• Kino
  • Mapa
  • Ogłoszenia
  • Forum
  • Komunikacja
  • Raport

Uwaga na oszusta z Francji, pojawił się w Trójmieście

Małgorzata/czytelniczka Trojmiasto.pl
30 maja 2014 (artykuł sprzed 10 lat) 
aktualizacja: godz. 08:17 (1 czerwca 2014)
Nasza czytelniczka oszusta spotkała w samym centrum Sopotu. Nasza czytelniczka oszusta spotkała w samym centrum Sopotu.

W Trójmieście najprawdopodobniej pojawił się Patrick H., znany polskiej policji oszust z Francji. Niedawno rozpisywały się o nim media m.in. w Bydgoszczy, kilka dni temu jedna z naszych czytelniczek miała nieszczęście spotkać go w Sopocie. Oto jej list.

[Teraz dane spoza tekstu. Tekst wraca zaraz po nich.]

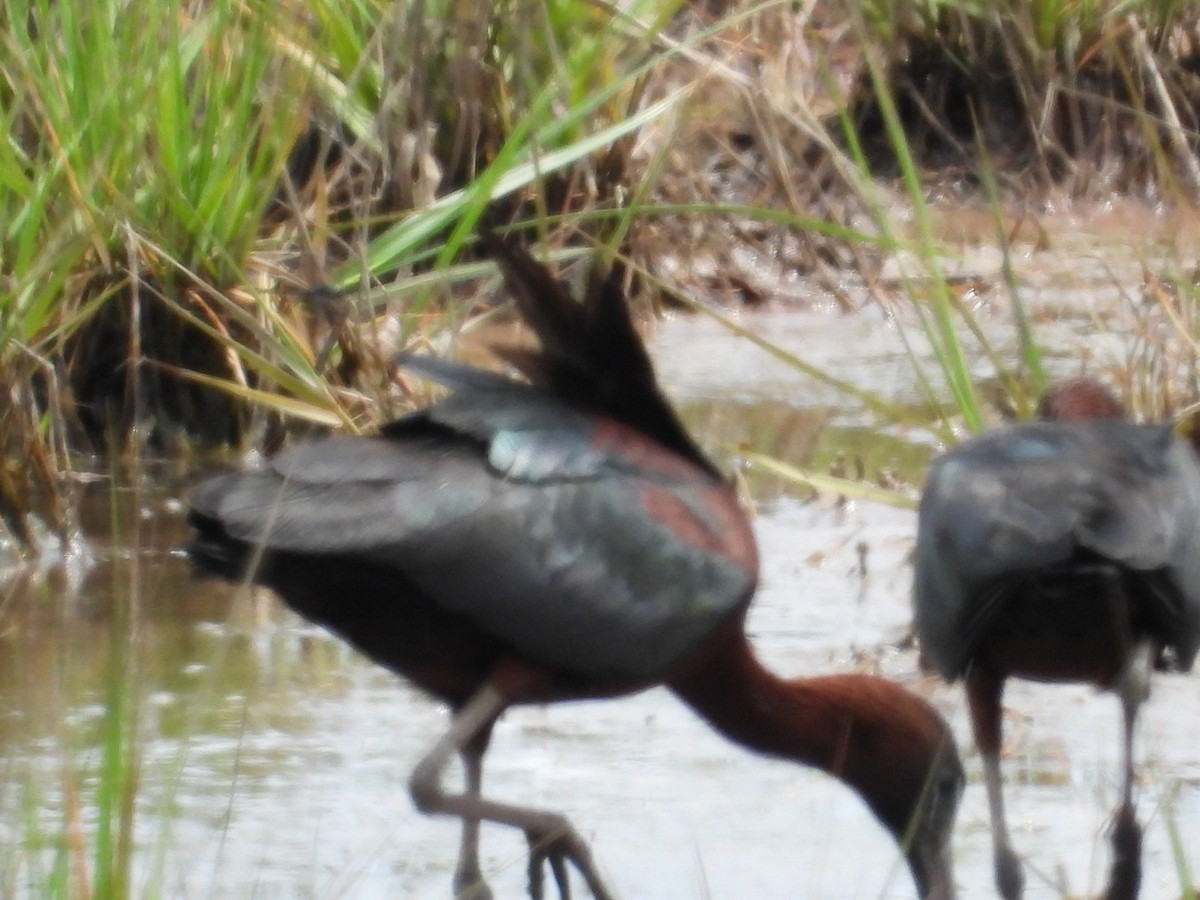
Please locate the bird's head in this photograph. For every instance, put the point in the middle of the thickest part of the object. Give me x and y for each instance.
(1077, 400)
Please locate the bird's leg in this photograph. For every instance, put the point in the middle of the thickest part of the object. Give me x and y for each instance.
(1133, 688)
(468, 876)
(550, 834)
(984, 691)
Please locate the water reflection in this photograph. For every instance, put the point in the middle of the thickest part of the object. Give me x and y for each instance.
(268, 760)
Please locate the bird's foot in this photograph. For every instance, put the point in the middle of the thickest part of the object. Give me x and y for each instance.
(559, 845)
(1125, 879)
(469, 885)
(1009, 874)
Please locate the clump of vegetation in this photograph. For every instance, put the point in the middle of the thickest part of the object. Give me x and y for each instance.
(1093, 99)
(219, 221)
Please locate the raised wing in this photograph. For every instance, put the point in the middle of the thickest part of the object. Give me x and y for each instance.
(575, 539)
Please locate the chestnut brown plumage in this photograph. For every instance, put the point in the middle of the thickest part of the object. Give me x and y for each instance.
(559, 540)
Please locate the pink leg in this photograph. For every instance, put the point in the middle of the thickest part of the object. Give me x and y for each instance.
(984, 691)
(551, 835)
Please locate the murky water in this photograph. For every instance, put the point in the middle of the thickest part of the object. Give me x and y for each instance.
(273, 761)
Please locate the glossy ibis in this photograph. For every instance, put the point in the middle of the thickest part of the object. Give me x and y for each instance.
(1066, 550)
(553, 540)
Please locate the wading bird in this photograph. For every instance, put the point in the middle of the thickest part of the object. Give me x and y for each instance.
(553, 540)
(1061, 551)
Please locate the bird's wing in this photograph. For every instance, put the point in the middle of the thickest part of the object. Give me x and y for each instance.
(573, 538)
(1027, 498)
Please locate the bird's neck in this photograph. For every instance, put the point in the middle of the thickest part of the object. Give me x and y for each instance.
(802, 719)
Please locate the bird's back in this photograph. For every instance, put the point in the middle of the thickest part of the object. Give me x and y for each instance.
(571, 521)
(1041, 519)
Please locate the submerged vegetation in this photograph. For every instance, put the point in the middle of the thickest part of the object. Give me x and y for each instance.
(220, 220)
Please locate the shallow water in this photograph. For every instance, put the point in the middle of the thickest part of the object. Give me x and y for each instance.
(274, 761)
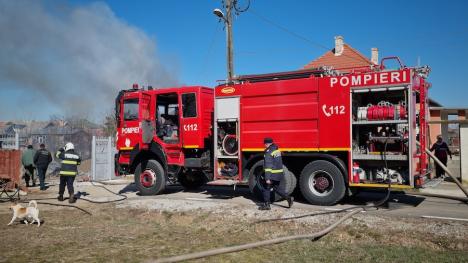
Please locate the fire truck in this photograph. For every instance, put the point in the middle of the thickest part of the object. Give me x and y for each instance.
(338, 130)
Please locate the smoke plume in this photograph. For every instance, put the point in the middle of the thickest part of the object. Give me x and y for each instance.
(71, 59)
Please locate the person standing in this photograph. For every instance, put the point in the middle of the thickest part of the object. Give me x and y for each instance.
(68, 170)
(42, 159)
(273, 166)
(441, 151)
(28, 163)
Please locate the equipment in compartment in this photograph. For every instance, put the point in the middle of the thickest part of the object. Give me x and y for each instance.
(383, 110)
(380, 137)
(228, 168)
(227, 139)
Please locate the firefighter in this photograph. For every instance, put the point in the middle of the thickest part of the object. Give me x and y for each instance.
(273, 166)
(68, 170)
(42, 159)
(441, 150)
(28, 163)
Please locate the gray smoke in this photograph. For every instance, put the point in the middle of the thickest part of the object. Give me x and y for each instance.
(72, 60)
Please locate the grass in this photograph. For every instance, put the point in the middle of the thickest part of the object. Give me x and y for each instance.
(125, 235)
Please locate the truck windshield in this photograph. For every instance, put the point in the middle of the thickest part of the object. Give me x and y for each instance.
(189, 105)
(130, 109)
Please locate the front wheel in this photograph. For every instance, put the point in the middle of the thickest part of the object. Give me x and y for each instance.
(257, 182)
(322, 183)
(150, 178)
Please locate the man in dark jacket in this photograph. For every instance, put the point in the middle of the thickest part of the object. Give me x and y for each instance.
(42, 159)
(68, 170)
(441, 151)
(273, 165)
(27, 159)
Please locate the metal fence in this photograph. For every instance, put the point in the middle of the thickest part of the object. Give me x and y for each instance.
(102, 159)
(9, 141)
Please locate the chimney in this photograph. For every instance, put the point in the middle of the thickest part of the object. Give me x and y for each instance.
(375, 56)
(339, 42)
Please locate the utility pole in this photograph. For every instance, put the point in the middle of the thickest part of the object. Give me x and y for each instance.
(230, 6)
(230, 55)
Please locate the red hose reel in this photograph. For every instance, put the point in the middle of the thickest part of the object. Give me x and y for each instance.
(384, 110)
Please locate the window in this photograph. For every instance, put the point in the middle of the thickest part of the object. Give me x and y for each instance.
(189, 105)
(130, 109)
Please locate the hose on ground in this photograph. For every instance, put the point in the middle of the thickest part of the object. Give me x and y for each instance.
(314, 236)
(224, 250)
(79, 208)
(456, 198)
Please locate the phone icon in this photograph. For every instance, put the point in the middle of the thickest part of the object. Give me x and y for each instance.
(324, 109)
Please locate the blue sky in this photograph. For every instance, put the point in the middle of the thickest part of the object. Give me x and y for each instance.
(435, 31)
(190, 41)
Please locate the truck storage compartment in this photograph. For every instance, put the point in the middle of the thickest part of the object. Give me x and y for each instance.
(380, 134)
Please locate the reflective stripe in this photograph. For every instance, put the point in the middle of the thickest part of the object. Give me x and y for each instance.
(69, 162)
(67, 173)
(276, 171)
(275, 152)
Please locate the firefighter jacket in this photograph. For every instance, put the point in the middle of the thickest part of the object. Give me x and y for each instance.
(273, 164)
(42, 158)
(28, 157)
(70, 162)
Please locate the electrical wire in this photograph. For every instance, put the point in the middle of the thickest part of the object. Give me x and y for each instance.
(313, 43)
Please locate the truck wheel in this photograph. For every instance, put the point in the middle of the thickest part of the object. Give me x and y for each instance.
(322, 183)
(192, 179)
(257, 181)
(150, 178)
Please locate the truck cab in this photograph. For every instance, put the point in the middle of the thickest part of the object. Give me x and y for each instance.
(159, 130)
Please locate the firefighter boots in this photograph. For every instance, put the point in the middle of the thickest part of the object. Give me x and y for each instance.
(264, 206)
(72, 198)
(290, 201)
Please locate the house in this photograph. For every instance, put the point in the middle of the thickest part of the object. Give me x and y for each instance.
(344, 57)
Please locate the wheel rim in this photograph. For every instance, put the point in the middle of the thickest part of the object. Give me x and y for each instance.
(148, 178)
(321, 183)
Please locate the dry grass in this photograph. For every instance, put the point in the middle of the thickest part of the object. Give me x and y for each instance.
(126, 235)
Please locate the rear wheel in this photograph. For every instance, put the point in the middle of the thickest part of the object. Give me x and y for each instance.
(257, 181)
(192, 179)
(150, 178)
(322, 183)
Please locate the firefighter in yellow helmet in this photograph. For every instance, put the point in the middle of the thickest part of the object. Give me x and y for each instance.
(68, 170)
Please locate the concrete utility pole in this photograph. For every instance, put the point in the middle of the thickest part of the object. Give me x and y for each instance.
(230, 56)
(227, 19)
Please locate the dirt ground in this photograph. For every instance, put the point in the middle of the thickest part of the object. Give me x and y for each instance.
(143, 229)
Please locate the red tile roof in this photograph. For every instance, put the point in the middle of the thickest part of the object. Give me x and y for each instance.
(348, 59)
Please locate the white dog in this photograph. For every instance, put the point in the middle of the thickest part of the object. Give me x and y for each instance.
(30, 212)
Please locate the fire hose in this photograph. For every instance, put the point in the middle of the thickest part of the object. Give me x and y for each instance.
(314, 236)
(262, 243)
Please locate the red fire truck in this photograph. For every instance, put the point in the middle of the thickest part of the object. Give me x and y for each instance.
(338, 130)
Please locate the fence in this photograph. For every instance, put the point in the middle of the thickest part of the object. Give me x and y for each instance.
(102, 159)
(9, 141)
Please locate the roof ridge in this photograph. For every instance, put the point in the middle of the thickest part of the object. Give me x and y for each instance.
(357, 53)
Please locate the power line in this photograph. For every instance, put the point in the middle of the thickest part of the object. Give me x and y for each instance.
(313, 43)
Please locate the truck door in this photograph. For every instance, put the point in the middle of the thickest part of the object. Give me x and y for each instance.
(190, 121)
(147, 124)
(168, 126)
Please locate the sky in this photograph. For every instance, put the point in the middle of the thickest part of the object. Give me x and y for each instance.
(85, 51)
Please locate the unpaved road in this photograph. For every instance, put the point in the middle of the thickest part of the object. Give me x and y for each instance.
(148, 227)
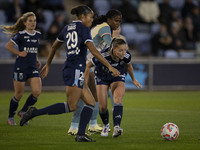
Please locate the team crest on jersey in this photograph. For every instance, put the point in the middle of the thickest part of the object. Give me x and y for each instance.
(26, 37)
(21, 76)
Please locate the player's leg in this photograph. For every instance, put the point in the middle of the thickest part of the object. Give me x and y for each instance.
(73, 95)
(93, 125)
(19, 91)
(36, 87)
(76, 118)
(118, 90)
(103, 111)
(86, 114)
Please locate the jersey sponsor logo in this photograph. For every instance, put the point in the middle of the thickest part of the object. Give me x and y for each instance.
(21, 76)
(26, 37)
(119, 116)
(71, 27)
(35, 71)
(33, 40)
(31, 49)
(77, 51)
(114, 65)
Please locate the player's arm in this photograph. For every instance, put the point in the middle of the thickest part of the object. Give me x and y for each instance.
(107, 39)
(87, 71)
(45, 69)
(129, 68)
(98, 55)
(10, 47)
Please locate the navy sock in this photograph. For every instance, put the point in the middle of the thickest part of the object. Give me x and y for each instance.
(13, 107)
(29, 102)
(55, 109)
(85, 118)
(105, 117)
(117, 114)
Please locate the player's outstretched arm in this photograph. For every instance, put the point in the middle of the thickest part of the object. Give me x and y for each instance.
(45, 70)
(98, 55)
(129, 68)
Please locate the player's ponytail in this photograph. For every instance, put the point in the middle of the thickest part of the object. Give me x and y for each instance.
(116, 42)
(103, 18)
(18, 26)
(83, 9)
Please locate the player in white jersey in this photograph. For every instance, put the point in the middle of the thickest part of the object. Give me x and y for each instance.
(101, 31)
(26, 66)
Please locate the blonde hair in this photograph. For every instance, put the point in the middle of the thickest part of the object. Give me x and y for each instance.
(18, 26)
(116, 42)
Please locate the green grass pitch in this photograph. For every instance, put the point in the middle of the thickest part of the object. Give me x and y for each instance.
(144, 114)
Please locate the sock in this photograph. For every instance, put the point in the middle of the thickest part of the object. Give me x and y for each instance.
(117, 114)
(76, 114)
(105, 117)
(31, 100)
(111, 98)
(93, 120)
(85, 118)
(55, 109)
(13, 107)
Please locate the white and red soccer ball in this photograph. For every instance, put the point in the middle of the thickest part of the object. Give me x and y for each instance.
(170, 131)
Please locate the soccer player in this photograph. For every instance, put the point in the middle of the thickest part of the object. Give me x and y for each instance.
(77, 39)
(26, 66)
(101, 31)
(120, 58)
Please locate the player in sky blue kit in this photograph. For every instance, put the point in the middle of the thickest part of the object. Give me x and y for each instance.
(26, 66)
(118, 56)
(77, 39)
(101, 32)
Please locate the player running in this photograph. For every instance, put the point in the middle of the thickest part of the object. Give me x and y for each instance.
(26, 66)
(101, 31)
(120, 58)
(77, 39)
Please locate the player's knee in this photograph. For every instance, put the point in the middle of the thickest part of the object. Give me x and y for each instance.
(19, 94)
(36, 92)
(102, 108)
(72, 107)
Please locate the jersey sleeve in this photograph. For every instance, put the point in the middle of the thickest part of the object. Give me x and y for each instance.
(127, 58)
(94, 61)
(60, 37)
(86, 35)
(104, 31)
(16, 39)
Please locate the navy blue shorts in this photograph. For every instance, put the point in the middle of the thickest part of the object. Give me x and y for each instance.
(73, 77)
(103, 81)
(23, 76)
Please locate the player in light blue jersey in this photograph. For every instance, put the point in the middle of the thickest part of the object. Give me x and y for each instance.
(77, 38)
(26, 66)
(101, 32)
(119, 58)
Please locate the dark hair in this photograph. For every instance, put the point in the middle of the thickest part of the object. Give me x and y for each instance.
(103, 18)
(11, 30)
(83, 9)
(116, 42)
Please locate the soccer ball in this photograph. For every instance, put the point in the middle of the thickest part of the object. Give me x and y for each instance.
(170, 131)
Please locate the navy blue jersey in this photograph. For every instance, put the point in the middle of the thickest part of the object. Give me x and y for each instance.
(75, 35)
(102, 72)
(30, 43)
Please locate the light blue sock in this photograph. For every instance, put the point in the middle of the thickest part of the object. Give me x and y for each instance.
(111, 98)
(93, 120)
(76, 114)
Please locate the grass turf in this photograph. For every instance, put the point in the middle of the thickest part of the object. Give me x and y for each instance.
(144, 115)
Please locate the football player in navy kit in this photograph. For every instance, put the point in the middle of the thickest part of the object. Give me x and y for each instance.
(26, 66)
(118, 56)
(77, 39)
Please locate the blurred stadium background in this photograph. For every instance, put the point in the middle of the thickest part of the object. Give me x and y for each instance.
(158, 65)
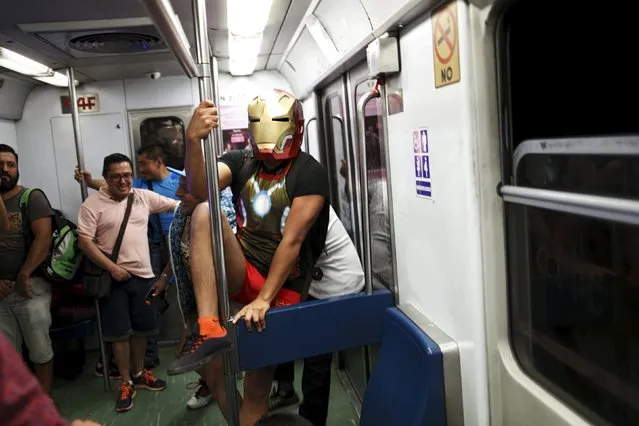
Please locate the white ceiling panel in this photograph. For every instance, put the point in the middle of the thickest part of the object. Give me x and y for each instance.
(345, 21)
(40, 29)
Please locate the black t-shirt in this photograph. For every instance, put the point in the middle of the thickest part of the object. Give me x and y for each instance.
(262, 200)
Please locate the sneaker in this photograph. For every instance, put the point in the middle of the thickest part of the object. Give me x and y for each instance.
(114, 373)
(198, 400)
(126, 394)
(197, 352)
(151, 365)
(279, 399)
(147, 380)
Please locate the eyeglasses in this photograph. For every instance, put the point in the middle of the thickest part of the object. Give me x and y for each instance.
(118, 176)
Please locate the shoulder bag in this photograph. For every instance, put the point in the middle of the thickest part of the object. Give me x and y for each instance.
(96, 281)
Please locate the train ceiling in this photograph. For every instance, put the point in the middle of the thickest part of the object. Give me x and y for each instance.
(110, 40)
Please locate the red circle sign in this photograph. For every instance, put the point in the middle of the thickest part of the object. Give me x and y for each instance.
(444, 35)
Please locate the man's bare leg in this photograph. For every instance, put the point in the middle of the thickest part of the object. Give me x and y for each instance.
(257, 387)
(203, 265)
(211, 338)
(138, 349)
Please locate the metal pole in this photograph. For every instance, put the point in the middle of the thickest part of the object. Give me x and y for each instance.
(79, 152)
(215, 208)
(306, 143)
(216, 98)
(366, 221)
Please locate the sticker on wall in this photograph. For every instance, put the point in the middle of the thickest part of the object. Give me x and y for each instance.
(421, 160)
(446, 45)
(86, 103)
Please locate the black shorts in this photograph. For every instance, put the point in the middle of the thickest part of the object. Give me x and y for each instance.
(124, 312)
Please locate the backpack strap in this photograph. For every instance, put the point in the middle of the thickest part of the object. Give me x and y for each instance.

Nieznajomy prosi cię o pomoc, co robisz?

Aktualizacja, godz. 8:17. Po naszym tekście francuski oszust próbował naciągnąć gdynian. Dzięki naszemu czytelnikowi, udało się go jednak złapać.

- Ok. godz. 23 zapukał on do mojego okna i zaczął mówić po francusku. Skojarzyłem informację z portalu Trojmiasto.pl, więc postanowiłem wyjść z domu i go złapać - informuje nasz czytelnik, Matesz, mieszkaniec Wzgórza św. Maksymiliana.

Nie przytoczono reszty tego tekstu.